Takes a unicode object and converts it to a str (utf-8). If the arg is already a str, returns unicode_str (i.e. if run with python 3). Needed to support python 2/3 with unicode_literals.

py2: type<unicode> -> type<str utf-8> py3: type<str utf-8> (no unicode type exists)

Parameters

unicode_str (unicode (py2) or str (py3)) – the unicode that potentially needs converting (i.e. if run with python 2)

Returns

str

schrodinger.livedesign.preprocessor.transform(mol, transformation, maxTransformations=1000)[source]

apply the transformation to the molecule repeatedly until it no longer applies.

the maxTransformations argument is just there to prevent us from ending up in an infinite loop due to a bogus transformation

schrodinger.livedesign.preprocessor.in_xy_plane(mol)[source]
schrodinger.livedesign.preprocessor.generate_coordinates(mol, align=False)[source]
schrodinger.livedesign.preprocessor.generate_canonical_tautomer(mol)[source]
schrodinger.livedesign.preprocessor.clear_wedge_bonds_from_achiral_centers(mol)[source]
schrodinger.livedesign.preprocessor.chiral_flag_treatment(adj_mode, src_mol, mol)[source]
schrodinger.livedesign.preprocessor.strip_stereo_abs(input_mol)[source]

Removes any Stereo ABS group

Parameters

input_mol – The original molecule to consider

Returns

post-processed molecule, if the input molecule was modified

schrodinger.livedesign.preprocessor.strip_stereo_and(input_mol)[source]

Removes any Stereo AND groups with only one center and flattens the bonds around it

Parameters

input_mol – The original molecule to consider

Returns

post-processed molecule, if the input molecule was modified

schrodinger.livedesign.preprocessor.frag_is_smaller(atoms, largest_atoms, weight, largest_weight, smiles, largest_smiles)[source]

A fragment is considered larger if its atoms/weight are larger, the length of the smiles string is larger, or the smiles string is lexicographically smaller if they are equal length. ie, ‘AAA’ is larger than ‘AAB’.. hence the final smiles > largest_smiles check here to reject

schrodinger.livedesign.preprocessor.connect_variable_attachment_points(mol)[source]

forms zero-order bonds between one of the atoms of a bond with an ATTACH property to the “main” molecule in order to have the molecule+variable attachment point treated as a single fragment

returns a 2-tuple with:
  1. the modified molecule

  2. whether or not the molecule was modified

schrodinger.livedesign.preprocessor.remove_fragments(mol)[source]

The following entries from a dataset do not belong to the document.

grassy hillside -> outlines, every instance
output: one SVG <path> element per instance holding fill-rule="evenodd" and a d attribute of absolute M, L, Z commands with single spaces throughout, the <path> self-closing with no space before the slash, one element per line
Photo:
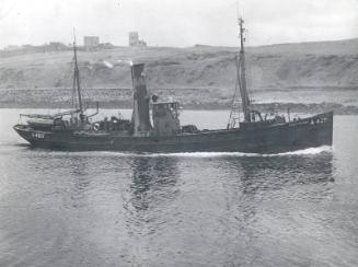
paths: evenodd
<path fill-rule="evenodd" d="M 236 55 L 238 48 L 210 46 L 80 51 L 83 98 L 129 107 L 130 69 L 118 60 L 130 59 L 146 63 L 148 86 L 162 98 L 173 96 L 190 108 L 228 108 Z M 249 47 L 246 55 L 250 95 L 256 104 L 280 103 L 285 108 L 285 103 L 299 103 L 299 109 L 311 105 L 358 113 L 358 39 Z M 0 60 L 0 107 L 69 106 L 71 51 L 2 53 Z"/>
<path fill-rule="evenodd" d="M 151 88 L 232 89 L 236 48 L 119 47 L 80 51 L 81 79 L 89 88 L 130 86 L 129 68 L 112 63 L 131 59 L 147 63 Z M 71 85 L 71 51 L 2 57 L 0 88 L 66 88 Z M 358 40 L 284 44 L 247 49 L 247 77 L 253 90 L 358 86 Z"/>

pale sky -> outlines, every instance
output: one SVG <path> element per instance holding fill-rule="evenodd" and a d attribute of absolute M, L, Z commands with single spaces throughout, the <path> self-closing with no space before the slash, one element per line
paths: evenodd
<path fill-rule="evenodd" d="M 240 0 L 249 45 L 358 37 L 358 0 Z M 236 0 L 0 0 L 0 47 L 57 40 L 236 46 Z"/>

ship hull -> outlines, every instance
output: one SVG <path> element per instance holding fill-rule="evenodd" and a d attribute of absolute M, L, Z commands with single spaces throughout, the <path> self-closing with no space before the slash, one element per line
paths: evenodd
<path fill-rule="evenodd" d="M 332 146 L 333 113 L 279 125 L 165 137 L 39 131 L 24 125 L 16 125 L 14 129 L 34 147 L 58 150 L 280 153 Z"/>

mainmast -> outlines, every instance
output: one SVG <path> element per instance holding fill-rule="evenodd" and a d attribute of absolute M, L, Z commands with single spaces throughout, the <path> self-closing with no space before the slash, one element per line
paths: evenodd
<path fill-rule="evenodd" d="M 82 114 L 83 113 L 83 107 L 82 107 L 82 97 L 81 97 L 80 71 L 79 71 L 79 66 L 78 66 L 78 62 L 77 62 L 76 35 L 74 35 L 74 40 L 73 40 L 73 54 L 74 54 L 73 90 L 77 90 L 77 94 L 78 94 L 78 98 L 79 98 L 80 114 Z"/>
<path fill-rule="evenodd" d="M 239 54 L 239 61 L 236 61 L 238 68 L 238 78 L 239 78 L 239 88 L 242 101 L 242 109 L 244 113 L 244 121 L 251 123 L 250 116 L 250 98 L 247 95 L 247 88 L 246 88 L 246 73 L 245 73 L 245 49 L 244 49 L 244 33 L 245 28 L 243 27 L 244 20 L 242 18 L 239 19 L 239 26 L 240 26 L 240 54 Z"/>

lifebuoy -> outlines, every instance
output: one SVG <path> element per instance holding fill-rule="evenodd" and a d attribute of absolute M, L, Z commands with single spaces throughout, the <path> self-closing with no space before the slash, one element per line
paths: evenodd
<path fill-rule="evenodd" d="M 100 124 L 94 124 L 93 125 L 93 130 L 95 130 L 95 131 L 100 130 Z"/>

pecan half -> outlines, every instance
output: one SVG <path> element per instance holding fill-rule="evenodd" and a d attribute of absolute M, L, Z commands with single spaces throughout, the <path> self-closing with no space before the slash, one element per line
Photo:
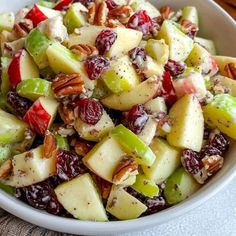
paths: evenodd
<path fill-rule="evenodd" d="M 138 165 L 134 161 L 134 158 L 131 156 L 125 156 L 114 171 L 113 183 L 116 185 L 122 184 L 122 182 L 127 180 L 129 177 L 137 174 Z"/>
<path fill-rule="evenodd" d="M 73 53 L 79 55 L 81 60 L 85 60 L 89 56 L 98 55 L 97 48 L 88 44 L 76 44 L 70 49 Z"/>
<path fill-rule="evenodd" d="M 12 165 L 12 160 L 7 160 L 5 161 L 0 168 L 0 178 L 5 179 L 7 178 L 13 169 L 13 165 Z"/>
<path fill-rule="evenodd" d="M 130 6 L 119 6 L 109 11 L 108 18 L 118 20 L 120 23 L 126 24 L 133 13 L 133 9 Z"/>
<path fill-rule="evenodd" d="M 236 80 L 236 64 L 229 63 L 225 66 L 224 71 L 226 72 L 227 77 Z"/>
<path fill-rule="evenodd" d="M 108 8 L 105 1 L 97 0 L 88 7 L 88 22 L 91 25 L 105 25 Z"/>
<path fill-rule="evenodd" d="M 52 90 L 57 98 L 78 95 L 83 91 L 83 80 L 79 74 L 59 74 L 52 81 Z"/>
<path fill-rule="evenodd" d="M 52 158 L 57 155 L 57 141 L 54 135 L 47 130 L 43 142 L 43 157 Z"/>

Fragments are not removed if the molecule contains any SGroups which are associated with polymers

Use the following criteria to remove unwanted fragements from mol:
  1. keep only the fragment which has the most number of atoms

  2. break ties by keeping only fragments with the greatest molecular weight

  3. break ties with the longest smiles string

  4. break additional ties by keeping the fragment with the earliest alpha sorted SMILES string

If two or more identical fragments remain after 1-4, we will throw a fatal error.

schrodinger.livedesign.preprocessor.clear_brackets_from_sgroups(mol)[source]

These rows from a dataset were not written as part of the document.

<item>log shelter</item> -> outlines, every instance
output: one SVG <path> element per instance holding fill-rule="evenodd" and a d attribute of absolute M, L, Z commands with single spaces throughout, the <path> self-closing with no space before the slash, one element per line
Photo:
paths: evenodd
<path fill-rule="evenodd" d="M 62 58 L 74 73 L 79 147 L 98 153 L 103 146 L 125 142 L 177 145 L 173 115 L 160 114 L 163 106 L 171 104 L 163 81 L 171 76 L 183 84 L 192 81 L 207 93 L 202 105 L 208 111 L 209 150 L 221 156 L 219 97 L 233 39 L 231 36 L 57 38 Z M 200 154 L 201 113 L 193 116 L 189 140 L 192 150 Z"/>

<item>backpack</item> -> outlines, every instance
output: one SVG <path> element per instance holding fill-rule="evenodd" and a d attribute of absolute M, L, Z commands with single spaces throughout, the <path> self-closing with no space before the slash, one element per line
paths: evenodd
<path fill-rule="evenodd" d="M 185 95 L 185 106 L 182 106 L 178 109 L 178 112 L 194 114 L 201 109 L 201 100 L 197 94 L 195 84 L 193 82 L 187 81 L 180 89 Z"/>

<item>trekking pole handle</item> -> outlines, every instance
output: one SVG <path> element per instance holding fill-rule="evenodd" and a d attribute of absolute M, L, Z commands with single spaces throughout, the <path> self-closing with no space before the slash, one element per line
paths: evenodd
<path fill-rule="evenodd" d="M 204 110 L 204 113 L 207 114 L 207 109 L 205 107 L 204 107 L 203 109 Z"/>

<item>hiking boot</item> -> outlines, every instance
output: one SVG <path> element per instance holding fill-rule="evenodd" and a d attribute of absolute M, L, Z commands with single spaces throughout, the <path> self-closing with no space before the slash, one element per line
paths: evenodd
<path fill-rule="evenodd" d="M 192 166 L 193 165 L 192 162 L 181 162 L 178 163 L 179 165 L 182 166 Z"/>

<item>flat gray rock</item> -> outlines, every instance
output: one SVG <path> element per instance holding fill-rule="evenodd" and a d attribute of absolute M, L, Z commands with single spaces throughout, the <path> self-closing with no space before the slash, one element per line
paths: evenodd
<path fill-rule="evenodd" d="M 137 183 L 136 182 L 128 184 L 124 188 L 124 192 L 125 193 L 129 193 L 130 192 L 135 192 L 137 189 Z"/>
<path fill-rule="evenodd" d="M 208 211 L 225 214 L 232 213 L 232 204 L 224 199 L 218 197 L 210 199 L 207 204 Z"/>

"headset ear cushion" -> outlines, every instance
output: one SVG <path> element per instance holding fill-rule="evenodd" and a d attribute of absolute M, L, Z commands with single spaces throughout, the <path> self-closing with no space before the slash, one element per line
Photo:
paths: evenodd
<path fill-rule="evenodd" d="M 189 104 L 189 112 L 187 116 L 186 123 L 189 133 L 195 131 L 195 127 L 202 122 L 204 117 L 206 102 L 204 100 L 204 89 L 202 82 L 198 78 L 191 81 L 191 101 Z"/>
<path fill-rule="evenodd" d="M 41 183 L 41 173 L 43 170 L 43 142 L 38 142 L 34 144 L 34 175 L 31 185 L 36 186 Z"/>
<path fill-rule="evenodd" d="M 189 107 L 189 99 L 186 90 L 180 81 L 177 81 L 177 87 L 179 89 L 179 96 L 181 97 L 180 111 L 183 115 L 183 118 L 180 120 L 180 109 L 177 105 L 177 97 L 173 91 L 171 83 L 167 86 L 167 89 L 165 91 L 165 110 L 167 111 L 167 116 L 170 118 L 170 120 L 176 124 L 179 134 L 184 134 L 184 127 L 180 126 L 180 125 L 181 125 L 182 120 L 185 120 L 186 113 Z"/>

Removes brackets from any s-groups

schrodinger.livedesign.preprocessor.remove_properties(mol)[source]
schrodinger.livedesign.preprocessor.remove_sgroups(mol, which)[source]
schrodinger.livedesign.preprocessor.strip_salts(mol, salt_list)[source]
schrodinger.livedesign.preprocessor.add_chiral_hs(mol)[source]
schrodinger.livedesign.preprocessor.wedge_clean(mol)[source]
schrodinger.livedesign.preprocessor.reapply_molblock_wedging(mol)[source]
schrodinger.livedesign.preprocessor.remove_wiggly_bonds_around_double_bonds(mol)[source]
schrodinger.livedesign.preprocessor.set_double_bond_stereo(mol, mol_block, bond_type)[source]
schrodinger.livedesign.preprocessor.main(argv=None)[source]

Function to run preprocessor directly from the command line.